There was a time when a Top 40 station played all the hits, regardless of genre. We’d hear Motown and the Merseybeat and the man from Memphis back-to-back-to-back, and if you’re under 40 years old you have no idea what I mean. Radio, both AM and FM, eventually fragmented. Pop goes here, hip-hop there, classic rock over there. Where once there was an audience for all, there’s now an audience for each.

If you’re wondering why Arthur Blank’s MLS team, the official announcement of which came Wednesday not far from where the billionaire’s new stadium will stand, can make it in a city where other sports ventures have failed, think of radio. In the olden days before cable TV and the Internet, we all pretty much liked the same things because niches were hard to find. Today’s world is one where niches can be located and frequented at the touch of a key.

For us in the USA, soccer might not be for everybody. The USA, however, has become a place where nothing has to be for everybody. The Seattle Seahawks just won the Super Bowl. The Seattle Sounders are the MLS’ most successful franchise. The teams play in the same stadium. According to Blank, who also owns the Falcons, only 3 percent of Seahawks fans buy tickets to Sounders games.

Said Blank, speaking before Wednesday’s announcement: “We feel very differently (about the MLS) than we might have felt 10 years ago.”

Said MLS commissioner Don Garber: “This country has changed in the past 10 years.”

He ticked off reasons: The change in demographics, the surge in the Hispanic population and the exposure in the U.S. to global soccer via TV. What was a nondescript soccer league for the first decade of its existence has become one of the 10 best — Garber said his league ranks seventh, which surprised Blank — in the world. Ten years ago, the market for soccer in this country was slender. As the nation changes, the market grows.

Hispanics comprise 33 percent of the MLS audience. (Not incidentally, The Home Depot — another company about which Blank knows a bit — was among the first major businesses to market itself heavily to Hispanics.) In a Luker poll for ESPN, pro soccer ran third behind the NFL and a tick behind the NBA among those 18 through 34 — that’s the millennial generation, or Gen-Y — who were asked to identify their favorite sport. College football was fourth, major league baseball fifth.

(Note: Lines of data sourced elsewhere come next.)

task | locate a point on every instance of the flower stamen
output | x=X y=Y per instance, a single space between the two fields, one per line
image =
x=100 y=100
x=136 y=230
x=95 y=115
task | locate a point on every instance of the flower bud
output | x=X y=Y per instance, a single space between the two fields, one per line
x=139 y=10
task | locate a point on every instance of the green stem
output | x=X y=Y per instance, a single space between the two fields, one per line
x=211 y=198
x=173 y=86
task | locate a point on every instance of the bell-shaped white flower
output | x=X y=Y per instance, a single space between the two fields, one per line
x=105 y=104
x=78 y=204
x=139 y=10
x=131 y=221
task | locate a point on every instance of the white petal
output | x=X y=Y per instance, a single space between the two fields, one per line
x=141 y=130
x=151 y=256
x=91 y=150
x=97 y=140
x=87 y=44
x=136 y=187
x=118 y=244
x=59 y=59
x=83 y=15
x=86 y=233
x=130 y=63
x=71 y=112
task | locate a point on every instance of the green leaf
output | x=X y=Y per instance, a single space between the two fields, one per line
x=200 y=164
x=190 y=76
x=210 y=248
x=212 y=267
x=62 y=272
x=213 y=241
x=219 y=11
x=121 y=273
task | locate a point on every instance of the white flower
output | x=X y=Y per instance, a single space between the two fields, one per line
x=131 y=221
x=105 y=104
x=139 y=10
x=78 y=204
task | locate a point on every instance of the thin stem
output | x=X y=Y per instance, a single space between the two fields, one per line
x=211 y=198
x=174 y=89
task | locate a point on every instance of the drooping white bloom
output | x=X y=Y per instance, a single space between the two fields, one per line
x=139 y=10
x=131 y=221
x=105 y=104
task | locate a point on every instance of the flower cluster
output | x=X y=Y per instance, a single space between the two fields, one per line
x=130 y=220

“Our formula is for a downtown stadium,” Garber said, and that flies in the face of what we thought we knew about soccer and its appeal. The term “soccer mom” became a buzz phrase for suburbia, for years it was believed that if the sport was going to become more than an afterthought in these United States, it would be because the kids who strapped on shin guards for weekend matches would pester their soccer moms and dads to take them to an MLS game. That never quite worked.

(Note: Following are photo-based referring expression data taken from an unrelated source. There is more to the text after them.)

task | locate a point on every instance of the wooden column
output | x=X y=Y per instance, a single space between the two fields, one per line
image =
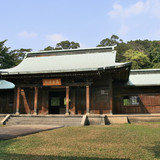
x=67 y=100
x=110 y=96
x=18 y=100
x=87 y=100
x=35 y=99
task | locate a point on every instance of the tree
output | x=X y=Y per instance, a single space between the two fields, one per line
x=67 y=45
x=49 y=48
x=18 y=54
x=139 y=59
x=6 y=58
x=112 y=41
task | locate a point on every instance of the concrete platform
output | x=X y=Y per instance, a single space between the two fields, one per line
x=8 y=132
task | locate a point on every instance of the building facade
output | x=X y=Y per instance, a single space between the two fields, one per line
x=78 y=81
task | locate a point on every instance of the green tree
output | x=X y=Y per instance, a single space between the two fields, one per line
x=6 y=57
x=67 y=45
x=49 y=48
x=139 y=59
x=18 y=54
x=112 y=41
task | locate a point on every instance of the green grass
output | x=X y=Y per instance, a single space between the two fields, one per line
x=128 y=141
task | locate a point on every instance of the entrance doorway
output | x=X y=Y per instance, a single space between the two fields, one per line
x=57 y=102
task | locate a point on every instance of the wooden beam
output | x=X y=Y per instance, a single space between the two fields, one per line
x=87 y=100
x=110 y=96
x=67 y=100
x=35 y=99
x=18 y=100
x=26 y=105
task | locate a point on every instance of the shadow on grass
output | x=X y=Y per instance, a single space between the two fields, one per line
x=50 y=157
x=5 y=146
x=155 y=149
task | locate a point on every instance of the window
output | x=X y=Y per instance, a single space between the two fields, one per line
x=55 y=101
x=130 y=100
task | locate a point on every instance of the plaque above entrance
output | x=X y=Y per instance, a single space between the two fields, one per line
x=52 y=82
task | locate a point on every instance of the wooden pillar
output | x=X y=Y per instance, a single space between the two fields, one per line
x=110 y=96
x=73 y=100
x=18 y=100
x=87 y=100
x=35 y=99
x=67 y=100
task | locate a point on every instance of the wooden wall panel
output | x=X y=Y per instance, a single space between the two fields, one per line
x=99 y=100
x=149 y=100
x=6 y=101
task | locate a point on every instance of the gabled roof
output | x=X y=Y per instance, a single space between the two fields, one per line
x=144 y=77
x=6 y=85
x=63 y=61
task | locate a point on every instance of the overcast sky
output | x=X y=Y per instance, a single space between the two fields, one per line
x=37 y=24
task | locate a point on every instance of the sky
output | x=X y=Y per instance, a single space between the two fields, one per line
x=37 y=24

But the millennials who grew into discerning consumers, who discovered the sport either by playing or watching, have made their own demographic noise. These are the people — generalizing here — who work downtown, who hold high-tech jobs and who aren’t afraid to embrace the sport that doesn’t let you use your hands. Along with the Hispanic constituency, Gen-Y is the MLS target audience, which is different from the folks courted by Blank’s Falcons or the NBA Hawks or the suburbanites who triggered the Braves’ move to Cobb County.

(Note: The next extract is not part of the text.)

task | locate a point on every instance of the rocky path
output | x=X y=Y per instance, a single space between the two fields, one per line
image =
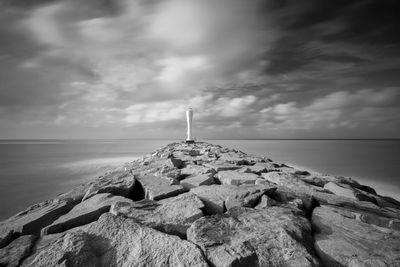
x=205 y=205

The direction in which this nation is headed is the wind at MLS’ corporate back. There’s cold logic in this, but there’s also the fire of zealotry. Soccer fans worldwide tend not to be casual observers. They wear the scarves and sing their songs and brandish their flags with a passion not seen in any other team sport. That’s why so many of them made the trek downtown Wednesday for the announcement of a team that won’t begin play until 2017.

“We would try (to sell the MLS) to everybody in Atlanta and the state of Georgia,” Blank said, but that’s never going to happen. Aging Baby Boomers won’t suddenly decide to burn disposable income on the sport they’ve spent their lives ignoring. Soccer can never be as big as American football. But soccer can fill a need in the lives of enough Americans — and enough Atlantans — to find itself a lasting place in the city that, in terms of sports, ranks among the quirkiest.

Put it this way: Blank’s teenage son Josh has grown up around an NFL franchise, but what sport does he play and watch incessantly on TV? The other football.